4.23.2008

Jane's Walk, and what happens when I talk too much

A couple notes here before I eventually get to the next episode (first there's a Movies For the Blind episode, then taxes as our deadline is the end of April, then I swear I'm all yours!).

Remember last year when I did a show about "Jane's Walk", following Angus Skene around while he said lots of interesting things about my neighbourhood of The Annex? If not, that's what links are for. But regardless, Jane's Walk is back, with a bunch of neat guided walks on the weekend of May 3rd. Angus will be doing his thing again around here, so if you want to finally catch everything he says and watch him do his wicked chalk drawings, you can. I'll be taking my iRiver somewhere yet to be determined, and hopefully that will make for another show. But don't wait for me if you're in the city - go pick out a great walk for yourself!

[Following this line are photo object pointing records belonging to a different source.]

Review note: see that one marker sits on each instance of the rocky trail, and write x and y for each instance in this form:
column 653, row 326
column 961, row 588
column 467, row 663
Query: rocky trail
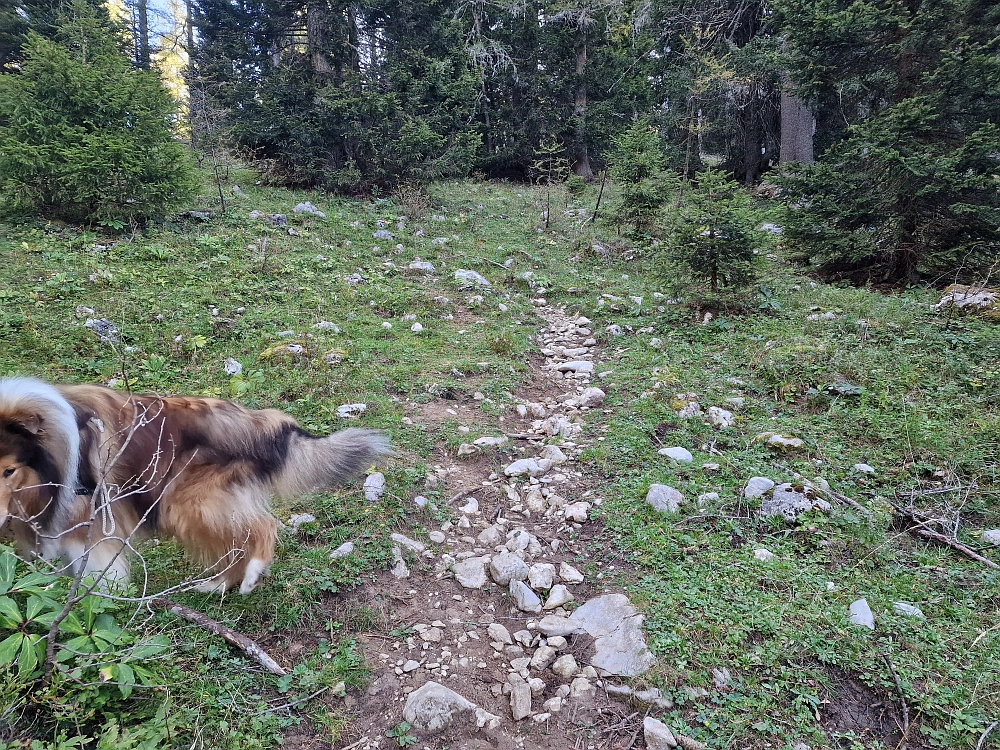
column 503, row 640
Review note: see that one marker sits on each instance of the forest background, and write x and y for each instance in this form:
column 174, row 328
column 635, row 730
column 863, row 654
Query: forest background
column 899, row 100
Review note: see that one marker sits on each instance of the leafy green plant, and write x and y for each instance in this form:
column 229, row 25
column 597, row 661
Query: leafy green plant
column 401, row 734
column 90, row 645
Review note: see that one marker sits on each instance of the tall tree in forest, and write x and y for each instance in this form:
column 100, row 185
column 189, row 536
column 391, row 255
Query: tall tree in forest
column 908, row 188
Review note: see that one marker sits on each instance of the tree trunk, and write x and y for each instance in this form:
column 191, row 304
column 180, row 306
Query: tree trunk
column 142, row 35
column 581, row 164
column 316, row 38
column 797, row 127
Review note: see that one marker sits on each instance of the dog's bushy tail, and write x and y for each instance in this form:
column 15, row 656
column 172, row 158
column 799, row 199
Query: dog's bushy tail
column 315, row 463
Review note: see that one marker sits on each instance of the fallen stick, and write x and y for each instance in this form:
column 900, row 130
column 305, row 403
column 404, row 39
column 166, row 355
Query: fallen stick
column 247, row 645
column 957, row 546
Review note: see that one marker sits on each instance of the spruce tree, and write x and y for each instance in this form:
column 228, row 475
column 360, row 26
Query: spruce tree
column 84, row 137
column 714, row 229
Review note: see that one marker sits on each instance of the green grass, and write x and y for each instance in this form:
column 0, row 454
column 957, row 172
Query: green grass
column 928, row 400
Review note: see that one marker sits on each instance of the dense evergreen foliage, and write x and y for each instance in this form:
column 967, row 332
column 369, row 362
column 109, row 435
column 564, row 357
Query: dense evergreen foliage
column 82, row 135
column 908, row 187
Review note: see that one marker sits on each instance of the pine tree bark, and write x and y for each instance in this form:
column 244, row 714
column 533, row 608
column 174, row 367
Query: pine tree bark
column 142, row 34
column 581, row 164
column 797, row 127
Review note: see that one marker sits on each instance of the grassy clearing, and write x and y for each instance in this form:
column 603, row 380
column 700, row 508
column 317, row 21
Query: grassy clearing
column 915, row 396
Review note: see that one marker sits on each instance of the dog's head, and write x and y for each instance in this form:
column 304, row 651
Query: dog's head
column 26, row 468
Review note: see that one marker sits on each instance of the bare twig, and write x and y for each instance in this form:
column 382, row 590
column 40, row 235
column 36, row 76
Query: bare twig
column 247, row 645
column 291, row 704
column 902, row 701
column 957, row 546
column 982, row 739
column 920, row 529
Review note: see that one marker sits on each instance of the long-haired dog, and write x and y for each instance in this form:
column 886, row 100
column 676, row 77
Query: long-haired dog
column 84, row 470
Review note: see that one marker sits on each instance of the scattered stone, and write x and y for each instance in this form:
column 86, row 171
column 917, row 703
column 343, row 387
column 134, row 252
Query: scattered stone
column 558, row 596
column 581, row 686
column 525, row 599
column 569, row 574
column 657, row 734
column 780, row 443
column 530, row 466
column 433, row 708
column 542, row 657
column 471, row 572
column 342, row 551
column 577, row 367
column 326, row 325
column 491, row 536
column 309, row 208
column 374, row 487
column 297, row 519
column 554, row 454
column 720, row 417
column 591, row 397
column 788, row 502
column 105, row 330
column 410, row 545
column 655, row 698
column 348, row 411
column 471, row 277
column 756, row 487
column 499, row 633
column 861, row 614
column 686, row 405
column 541, row 576
column 664, row 499
column 565, row 666
column 520, row 700
column 908, row 610
column 507, row 567
column 616, row 626
column 681, row 455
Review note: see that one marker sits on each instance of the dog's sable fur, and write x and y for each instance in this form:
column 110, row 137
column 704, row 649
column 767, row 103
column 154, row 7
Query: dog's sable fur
column 200, row 470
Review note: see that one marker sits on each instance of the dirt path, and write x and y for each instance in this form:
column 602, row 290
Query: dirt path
column 455, row 616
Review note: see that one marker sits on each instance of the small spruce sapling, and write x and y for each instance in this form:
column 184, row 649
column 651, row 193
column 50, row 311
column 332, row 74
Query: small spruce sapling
column 551, row 168
column 713, row 234
column 638, row 166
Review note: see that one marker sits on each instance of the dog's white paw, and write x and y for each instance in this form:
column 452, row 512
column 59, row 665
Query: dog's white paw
column 212, row 586
column 256, row 568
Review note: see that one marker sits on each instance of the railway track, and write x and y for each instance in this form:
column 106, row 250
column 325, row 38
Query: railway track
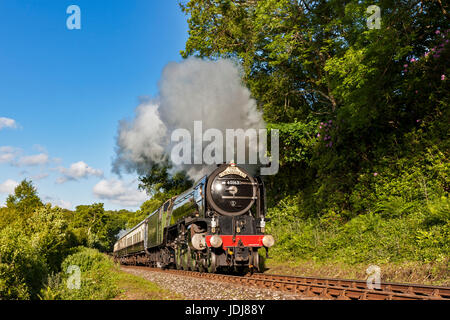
column 340, row 289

Also, this Jane's Walk thing isn't even limited to Toronto! (Hard to believe, I know, that there are things not limited to Toronto...) There will be Jane's Walks in Halifax, Charlottetown, Ottawa, Guelph (I personally love that there's one in Guelph, because it's the smallest town among these and it's so fun to say), Winnipeg and Vancouver. And for some reason, there's one in Salt Lake City, Utah, bless their hearts. So get a little exercise and look at your own city from a new (or old) perspective. I guess you can do that without a Jane's Walk, really, so no excuses for anyone.

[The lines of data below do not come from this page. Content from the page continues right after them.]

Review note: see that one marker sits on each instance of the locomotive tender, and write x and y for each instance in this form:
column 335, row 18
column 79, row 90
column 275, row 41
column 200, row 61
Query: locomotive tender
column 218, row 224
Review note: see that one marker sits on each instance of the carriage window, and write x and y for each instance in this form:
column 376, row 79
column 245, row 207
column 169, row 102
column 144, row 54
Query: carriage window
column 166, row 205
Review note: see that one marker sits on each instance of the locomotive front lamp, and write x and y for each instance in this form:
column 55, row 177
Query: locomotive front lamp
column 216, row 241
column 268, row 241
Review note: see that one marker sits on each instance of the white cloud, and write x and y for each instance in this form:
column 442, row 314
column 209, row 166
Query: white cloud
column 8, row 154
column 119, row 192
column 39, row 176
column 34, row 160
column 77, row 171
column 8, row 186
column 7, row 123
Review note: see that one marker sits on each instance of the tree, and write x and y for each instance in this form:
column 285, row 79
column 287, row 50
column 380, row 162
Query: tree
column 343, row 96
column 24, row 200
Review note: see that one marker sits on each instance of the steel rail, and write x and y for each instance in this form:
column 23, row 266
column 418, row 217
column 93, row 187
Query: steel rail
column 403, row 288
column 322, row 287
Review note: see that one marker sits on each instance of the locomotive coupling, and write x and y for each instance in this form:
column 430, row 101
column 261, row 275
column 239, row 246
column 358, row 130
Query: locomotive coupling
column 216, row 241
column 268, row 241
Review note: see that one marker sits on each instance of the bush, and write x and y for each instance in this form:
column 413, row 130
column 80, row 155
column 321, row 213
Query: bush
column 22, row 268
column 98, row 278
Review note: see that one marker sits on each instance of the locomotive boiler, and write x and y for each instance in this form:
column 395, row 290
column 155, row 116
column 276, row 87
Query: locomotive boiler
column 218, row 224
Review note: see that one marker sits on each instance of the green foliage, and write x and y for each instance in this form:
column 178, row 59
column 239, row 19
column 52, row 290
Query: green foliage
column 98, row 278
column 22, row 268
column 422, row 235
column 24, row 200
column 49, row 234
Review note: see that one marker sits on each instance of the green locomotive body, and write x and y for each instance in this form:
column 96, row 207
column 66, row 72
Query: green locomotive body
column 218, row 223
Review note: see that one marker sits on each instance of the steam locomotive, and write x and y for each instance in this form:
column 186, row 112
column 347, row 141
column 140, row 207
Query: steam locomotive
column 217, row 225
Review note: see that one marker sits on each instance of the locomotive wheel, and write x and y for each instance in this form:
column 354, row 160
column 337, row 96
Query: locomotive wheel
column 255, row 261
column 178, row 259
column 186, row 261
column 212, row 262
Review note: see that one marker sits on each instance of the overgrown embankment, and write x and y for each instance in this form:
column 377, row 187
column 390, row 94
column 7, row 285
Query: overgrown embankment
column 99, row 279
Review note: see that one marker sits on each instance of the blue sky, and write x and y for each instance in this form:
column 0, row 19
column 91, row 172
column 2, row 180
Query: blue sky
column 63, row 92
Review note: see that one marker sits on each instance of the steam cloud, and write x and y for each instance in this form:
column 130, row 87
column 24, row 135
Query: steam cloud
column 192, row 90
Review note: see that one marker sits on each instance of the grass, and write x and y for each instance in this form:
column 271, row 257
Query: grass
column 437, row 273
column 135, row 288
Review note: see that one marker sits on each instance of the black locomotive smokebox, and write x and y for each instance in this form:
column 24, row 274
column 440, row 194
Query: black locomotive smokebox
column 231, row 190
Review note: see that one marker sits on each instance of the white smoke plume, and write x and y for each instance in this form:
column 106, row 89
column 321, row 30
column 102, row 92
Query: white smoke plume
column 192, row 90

In other news, I went to a Toronto Podcasters' Meetup a couple weeks ago, had a pint and talked too much with terrific people. Since it was a podcasters' meetup, some of my talking too much has gotten on some podcasts. First, some of the blathering made it to the Audio Dessert portion of episode 99 of the Canadian Podcast Buffet, then a huge slab of it was on episode 137 of Hot Fossils and Rebel Matters (and there might be more). So if for some reason you actually want to hear me talk too much and too loud about podcasting, zoom in on those lovely shows.

(Note: the rest of this post might be self-indulgent crap bloggers do.)

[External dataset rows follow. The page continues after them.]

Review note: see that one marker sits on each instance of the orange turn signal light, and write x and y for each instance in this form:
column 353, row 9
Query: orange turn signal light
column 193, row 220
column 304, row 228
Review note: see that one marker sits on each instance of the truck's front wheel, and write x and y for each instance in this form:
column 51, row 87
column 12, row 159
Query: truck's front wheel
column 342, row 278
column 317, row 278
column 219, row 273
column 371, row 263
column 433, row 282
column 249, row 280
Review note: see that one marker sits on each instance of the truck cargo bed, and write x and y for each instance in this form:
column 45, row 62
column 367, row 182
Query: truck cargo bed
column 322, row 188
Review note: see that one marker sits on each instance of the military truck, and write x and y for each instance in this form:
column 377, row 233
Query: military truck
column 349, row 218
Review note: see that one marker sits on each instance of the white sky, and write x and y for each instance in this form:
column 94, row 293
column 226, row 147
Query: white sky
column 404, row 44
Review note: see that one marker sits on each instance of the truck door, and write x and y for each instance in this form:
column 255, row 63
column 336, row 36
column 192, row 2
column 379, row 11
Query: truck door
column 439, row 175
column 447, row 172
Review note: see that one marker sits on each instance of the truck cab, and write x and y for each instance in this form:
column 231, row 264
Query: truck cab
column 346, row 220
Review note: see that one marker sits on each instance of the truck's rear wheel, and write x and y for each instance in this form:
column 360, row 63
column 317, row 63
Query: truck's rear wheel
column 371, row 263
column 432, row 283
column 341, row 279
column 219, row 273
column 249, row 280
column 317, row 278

One of the several funny things about that meetup started a series of events where I've learned (again) how perception and momentum can trump truth. I was talking with one of the newbies who had really energized the meetup, when I heard out of the corner of my ear a word I hadn't heard before: "communitize". I turned to Katherine Matthews, of the fine podcasts Purl Diving and Cinéfolle, who despite being sick with some cold-like thing, came from Guelph (see? fun to say!) with her partner Rob to be her intelligent and charming self.

"Did you just use the word...COMMUNITIZE?" I said in the most dramatically amazed fashion possible.

She had, and somehow this blew. my. mind. I told her that was absolutely freaking brilliant. And we went on with our lives, though occasionally I would blurt out the word "communitize" like a Doug Henning impersonator with Tourette's. Sometimes I would even include magician-like hand gestures, as if using my special powers to transform someone across the room to suddenly become embued with the light and wonder of comments and camps and forums and groups, skipping tra-la into the street making K17 calls. Hi-lar-ee-uss.

When I got home, I of course twittered about it, and of course included the thought that "communitize" is going to become a beeeg geek word, like "bacn" and "rickroll". I might have said something about it on Facebook too. A couple days later, the very esteemed and awesome (which has nothing to do with him buying me a beer at the previous Toronto meetup) Mark Blevis of said CPB, Just One More Book and Electric Sky (and other things - I ain't got all day) twittered something about me saying "communitize" and how wicked-cool that word was. I replied that, yeah, wicked-cool, but it's not my word - I got it from Katherine. Then episode 100 of CPB comes out, and Mark says the meetup host John Meadows (of On the Log) said I'd coined that term, then Mark couched it by saying he has since learned I hadn't (yes, like from me), but "I will always remember her when I think of this word".

Sigh. Alrighty.

More twittering, blog-commenting and Facebook wall-writing and statusing would follow. John graciously gave his mea culpas (I believe he had been entranced by the Doug Henning/Tourette's thing, and frankly, who could blame him?), others gave their clarifications, Mark actually found some origin for the word a couple years prior, scoobily doobily doo. So at least in writing terms, it's straight that Katherine brought up the word...well, you know...at the Toronto meetup.

If this story sounds a bit silly, excellent. As the great Newfoundland seperatist Jerry Boyle would say, you're my kind of people.

Does that make you a community? It's not my job to say. It's not anyone's job to say. Unless someone's job is (wait for it...) communitization. In which case, that person better stay away from me until he can grow a super mustache, wear a jumpsuit and learn to levitate.